Cléa Aumont - Sankey Diagram Best Practices

A Sankey Diagram is a powerful data visualization tool when used correctly. These visuals represent the flow of values from one stage to another using nodes and links, but can often be misused. This article aims to provide guidance on best practices for choosing a Sankey diagram, offering diverse examples to illustrate its potential. This article will guide the reader in choosing an appropriate dataset to create an effective Sankey Diagram by looking at the nature and the structure of the data. This article also provides starter code that enables the transformation of a dataframe into usable Sankey data for visualization using Plotly Express. By following these best practices and leveraging the provided code, readers can effectively use Sankey Diagrams to gain valuable insights from their data.

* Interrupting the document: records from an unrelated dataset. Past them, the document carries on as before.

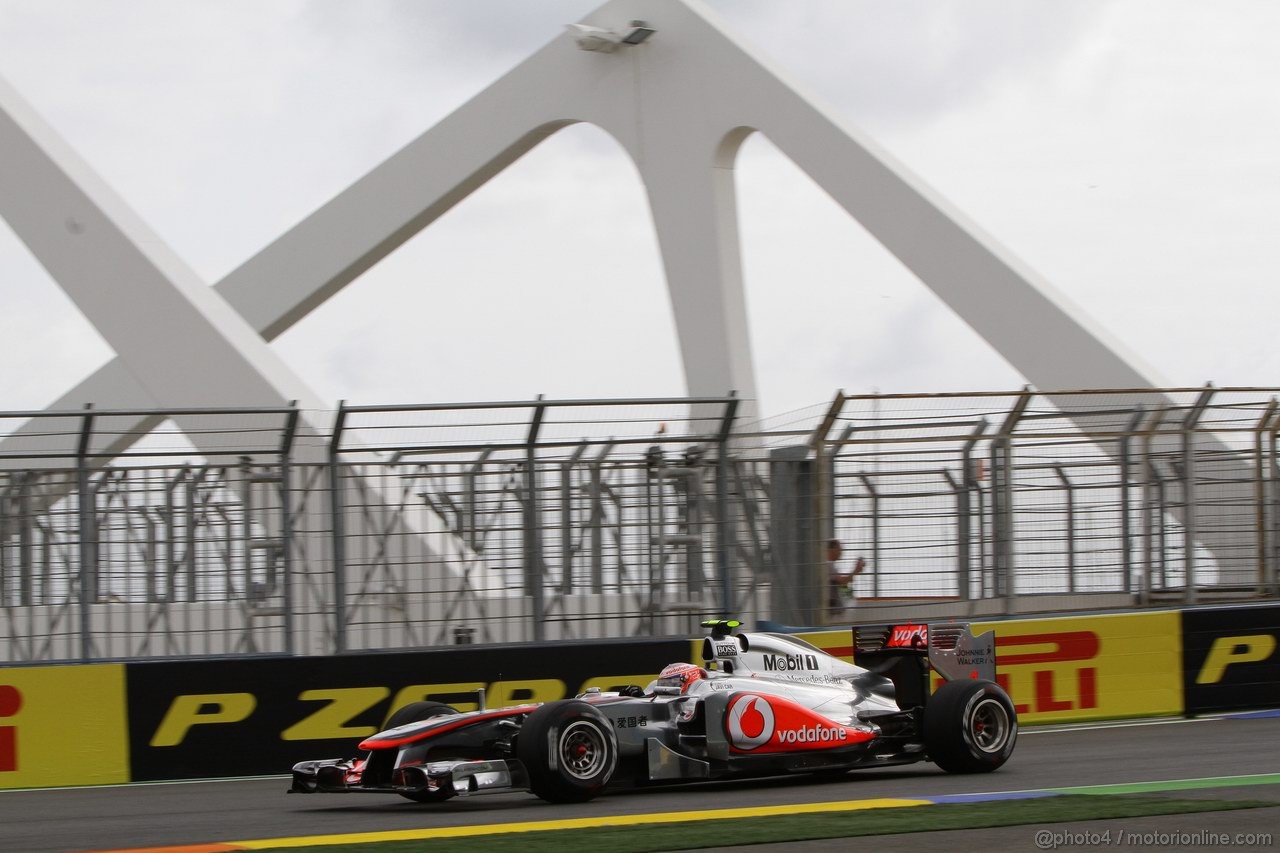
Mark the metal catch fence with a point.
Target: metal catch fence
(129, 534)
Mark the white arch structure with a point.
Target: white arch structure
(680, 104)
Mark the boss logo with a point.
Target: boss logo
(790, 662)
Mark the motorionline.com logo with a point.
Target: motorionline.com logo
(1051, 840)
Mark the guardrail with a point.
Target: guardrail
(160, 720)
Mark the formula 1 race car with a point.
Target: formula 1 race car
(759, 705)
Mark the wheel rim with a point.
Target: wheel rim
(583, 751)
(990, 726)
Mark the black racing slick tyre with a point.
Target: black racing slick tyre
(568, 749)
(969, 726)
(417, 712)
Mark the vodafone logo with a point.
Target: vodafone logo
(750, 721)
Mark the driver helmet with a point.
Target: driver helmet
(680, 675)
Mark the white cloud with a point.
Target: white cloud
(1125, 150)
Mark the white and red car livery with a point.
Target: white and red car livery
(759, 703)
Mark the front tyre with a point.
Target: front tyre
(969, 726)
(568, 749)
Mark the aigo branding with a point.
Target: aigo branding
(766, 724)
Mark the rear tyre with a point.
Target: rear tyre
(969, 726)
(419, 712)
(568, 749)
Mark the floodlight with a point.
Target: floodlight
(638, 33)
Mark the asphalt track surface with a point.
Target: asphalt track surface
(138, 816)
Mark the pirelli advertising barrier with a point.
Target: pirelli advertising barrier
(1232, 658)
(197, 719)
(113, 723)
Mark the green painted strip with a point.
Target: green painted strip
(1171, 784)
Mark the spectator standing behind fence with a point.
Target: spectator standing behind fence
(841, 583)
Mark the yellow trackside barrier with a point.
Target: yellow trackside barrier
(63, 725)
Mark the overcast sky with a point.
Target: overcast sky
(1129, 151)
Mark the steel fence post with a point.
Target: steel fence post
(1260, 491)
(87, 537)
(964, 510)
(338, 528)
(1002, 500)
(534, 580)
(1189, 496)
(1125, 509)
(291, 424)
(725, 529)
(1070, 527)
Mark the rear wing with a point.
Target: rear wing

What is a Sankey & Use Case

Sankey diagrams can be compared to those of flow networks, with a tendency to be acyclic and directed, where the links and nodes are proportional to the flow they carry. The three parameters that make up a Sankey are the nodes, the links, and the link weights. In this article, I will be referring to a set of nodes on the same level as a tier, where a tier can be a column in a dataframe for example, representing a stage in the Sankey.

As a member of the Professional Services team, I first came across the Sankey Diagram on a client project that required a way to visualize the flow of a specific resource on a global scale. The goal was to see where a specific resource came from, where it was converted, and where it was shipped off. Supply chain is a great example of when to use a Sankey diagram as it naturally contains a set of stages to visualize. The complexity of coding this Sankey diagram came with allowing the user to select which columns of a pandas dataframe were to be used in the Sankey, meaning the Sankey could have anywhere from 2 to 8 tiers. The user was also able to filter the Sankey by node, change the link weights, which would vary by year, and group the tiers to only display a fixed number of nodes and aggregate the remaining ones into a single node. The following recording shows this particular Dash app in action.

Useful Sankey Diagrams

Sankeys are best used to visualize the flow of data from one stage to another, but more specifically, to represent how that flow is subdivided at each stage. For example, this could be the flow of resources, money, energy, or information and how it circulates within a country, business, company, or network, respectively. This type of visualization can help highlight bottlenecks, or identify areas of high significance. For instance, consider the example below which demonstrates the distribution of a country's tax resources. The diagram portrays each sector of the distribution along with its respective subcategories, showcasing the movement of money across different stages. This visual example offers readers a clear understanding of the intricate flow of funds with a simple glance at the diagram. For example, one can quickly see how little is spent on Education compared to other categories, or how much is spent on national defense in comparison to veterans benefits.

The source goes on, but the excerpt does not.